Whether Tennis Australia or otherwise, such approaches represent an either stupid or malicious lack of recognition that the situation Ukraine is subjected to: is unprecedented in modern history; that genocide and colonisation are Russia’s goals; that the West’s very values are at stake, and; that very hard choices have to be made or many more people will needlessly die.

 Instead, some of the Western elite – including the wealthy but very polished and polite interests that run and prosper from the Australian Open and similar events – prefer softer choices.

 In the case of the Australian Open, that means going through the motions with spin and lame symbolic gestures. It’s as if you say “peace” in every utterance, it absolves you from taking a genuine stand on the war. It does not, and it certainly does not give Russian players in favour of “peace” some moral superiority.

 As Marta Kostyuk, one of the rising young Ukrainian stars at the Open, said in wisdom beyond her years: “Because people say they ‘‘don’t want war’, it makes us (Ukraine) sound like we want war. Obviously, we don’t want the war, too.”

 Indeed, at this point in time, Russian-based invocations of “peace” are sinister cover for continued destruction and violence.

Kostyuk went on to rightly call on the Women’s Tennis Association to suspend Russian and Belarusian players until those players publicly call out Russia and its actions.

The second tendency is related: “mediocre managerialism”.

Іn this mindset or mode, Ukraine is something to be “managed” – be it in terms of politics, business or the media. That means doing the minimum required to meet your stakeholders’ expectations. Some weapons here, some statements there, some visits, some bans on flags.

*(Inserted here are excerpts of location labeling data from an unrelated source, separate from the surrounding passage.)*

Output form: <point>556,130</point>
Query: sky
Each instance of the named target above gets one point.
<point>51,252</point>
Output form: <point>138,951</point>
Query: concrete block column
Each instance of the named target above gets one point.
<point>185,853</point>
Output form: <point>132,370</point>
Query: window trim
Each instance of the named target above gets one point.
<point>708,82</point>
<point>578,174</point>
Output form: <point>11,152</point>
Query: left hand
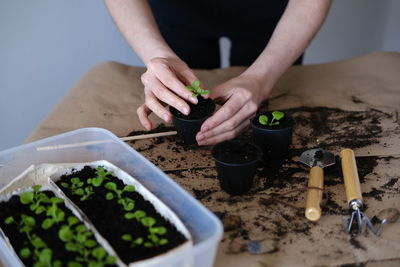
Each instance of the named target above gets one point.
<point>240,97</point>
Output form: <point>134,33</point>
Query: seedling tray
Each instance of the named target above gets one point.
<point>91,144</point>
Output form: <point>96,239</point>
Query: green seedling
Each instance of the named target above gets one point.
<point>78,238</point>
<point>35,199</point>
<point>196,89</point>
<point>55,214</point>
<point>77,188</point>
<point>40,253</point>
<point>101,176</point>
<point>276,117</point>
<point>154,232</point>
<point>127,203</point>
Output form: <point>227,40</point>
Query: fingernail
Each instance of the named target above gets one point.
<point>199,137</point>
<point>202,142</point>
<point>193,99</point>
<point>165,117</point>
<point>184,110</point>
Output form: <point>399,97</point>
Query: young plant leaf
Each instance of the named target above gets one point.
<point>25,253</point>
<point>263,120</point>
<point>129,188</point>
<point>72,220</point>
<point>40,209</point>
<point>163,241</point>
<point>148,221</point>
<point>28,220</point>
<point>111,186</point>
<point>36,188</point>
<point>9,220</point>
<point>129,215</point>
<point>126,237</point>
<point>98,253</point>
<point>47,223</point>
<point>277,115</point>
<point>26,198</point>
<point>38,243</point>
<point>90,243</point>
<point>109,196</point>
<point>65,234</point>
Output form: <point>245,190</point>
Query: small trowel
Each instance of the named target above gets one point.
<point>316,159</point>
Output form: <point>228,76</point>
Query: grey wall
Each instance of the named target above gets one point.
<point>46,45</point>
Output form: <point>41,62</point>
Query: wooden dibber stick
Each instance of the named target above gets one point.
<point>125,139</point>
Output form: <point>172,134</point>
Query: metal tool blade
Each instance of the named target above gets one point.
<point>317,157</point>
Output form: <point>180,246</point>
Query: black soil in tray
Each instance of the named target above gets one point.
<point>237,152</point>
<point>284,123</point>
<point>197,111</point>
<point>108,218</point>
<point>13,207</point>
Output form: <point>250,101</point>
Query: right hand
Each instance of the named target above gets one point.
<point>164,83</point>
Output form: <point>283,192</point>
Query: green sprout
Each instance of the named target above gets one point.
<point>78,238</point>
<point>35,199</point>
<point>127,203</point>
<point>77,188</point>
<point>276,117</point>
<point>40,253</point>
<point>153,238</point>
<point>101,176</point>
<point>196,89</point>
<point>55,214</point>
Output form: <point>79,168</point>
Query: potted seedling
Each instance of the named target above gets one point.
<point>236,162</point>
<point>188,126</point>
<point>273,133</point>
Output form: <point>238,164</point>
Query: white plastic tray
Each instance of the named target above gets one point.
<point>90,144</point>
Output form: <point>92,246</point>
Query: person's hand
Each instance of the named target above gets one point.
<point>164,83</point>
<point>241,97</point>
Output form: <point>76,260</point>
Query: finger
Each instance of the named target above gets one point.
<point>154,105</point>
<point>245,113</point>
<point>225,135</point>
<point>170,80</point>
<point>166,96</point>
<point>227,111</point>
<point>143,113</point>
<point>186,74</point>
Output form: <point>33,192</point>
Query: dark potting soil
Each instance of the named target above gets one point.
<point>108,217</point>
<point>235,152</point>
<point>13,207</point>
<point>284,123</point>
<point>198,111</point>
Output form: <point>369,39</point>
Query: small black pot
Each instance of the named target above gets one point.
<point>273,140</point>
<point>188,126</point>
<point>236,175</point>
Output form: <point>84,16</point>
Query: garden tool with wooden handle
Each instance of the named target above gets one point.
<point>316,159</point>
<point>354,196</point>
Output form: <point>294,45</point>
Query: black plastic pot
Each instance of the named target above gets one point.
<point>273,140</point>
<point>236,178</point>
<point>188,126</point>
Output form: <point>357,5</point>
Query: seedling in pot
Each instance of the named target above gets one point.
<point>154,232</point>
<point>127,203</point>
<point>276,117</point>
<point>196,89</point>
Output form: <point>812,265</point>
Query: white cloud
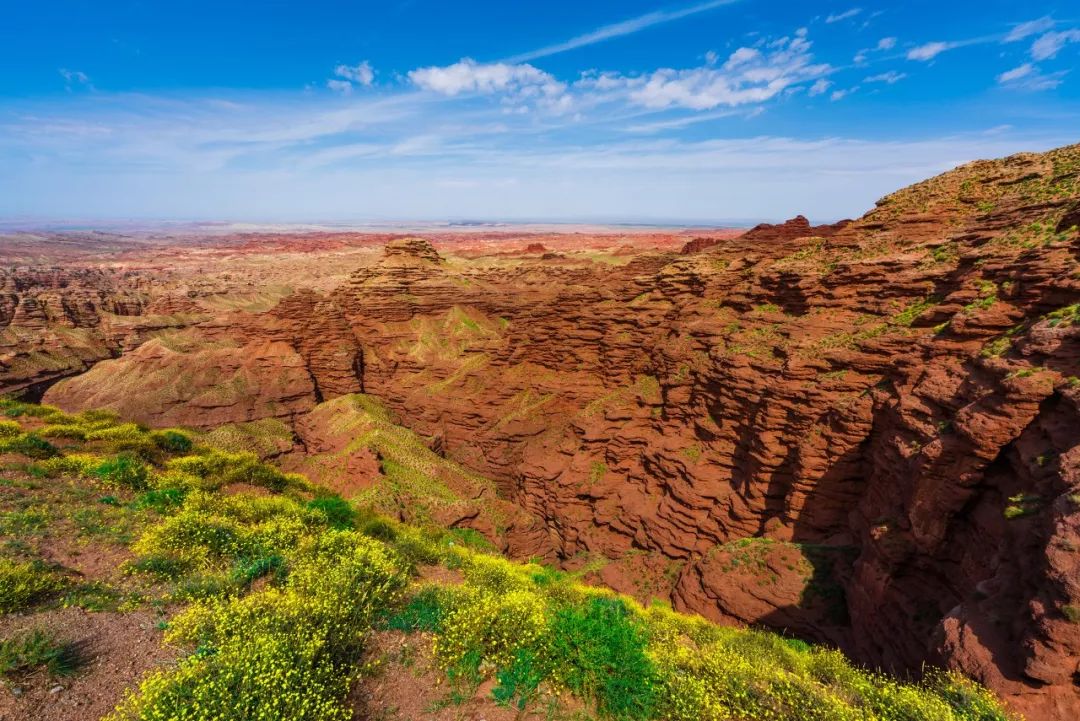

 Again, the driver here is not the interests of Ukraine or the protection of Ukrainians or the survival of Western values, but doing the required minimum to say and show that you’re “doing something”. Tick-a-box tokenism that costs Ukrainian lives. A tendency that is very much in evidence in terms of Germany’s “lost Leopard tanks”.

 In fact, this “managerialism” is the polar opposite of leadership.

 In this situation, leadership requires: a) knowing the end point/goal to pursue; b) genuinely partnering and listening to the affected party – Ukraine; c) invoking the democratic values that the West is founded upon, and; d) recognising the sacrifice that victory requires.

 Sadly, some in the West are so accustomed to “managing” rather than leading that they can’t wear the t-shirt that says “Be Brave Like Ukraine”. Boris Johnson led.

Who of the Western leaders leads like him? Or like Ukraine’s President, military commanders, train drivers, hospital nurses and energy workers?

 Hannah Arendt spoke of the “banality of evil” in relation to Nazi Germany.

 In Putin’s Russia, in light of instances like a tennis tournament on the other side of the planet, there are some strategists today who are happy that their war is being normalised.

 They are even more pleased at another example of how some in the West lack the clarity of vision and moral courage to do what it takes: recognise the war’s abnormality and then truly support the Ukrainians in eviscerating their enemy for the West’s own good.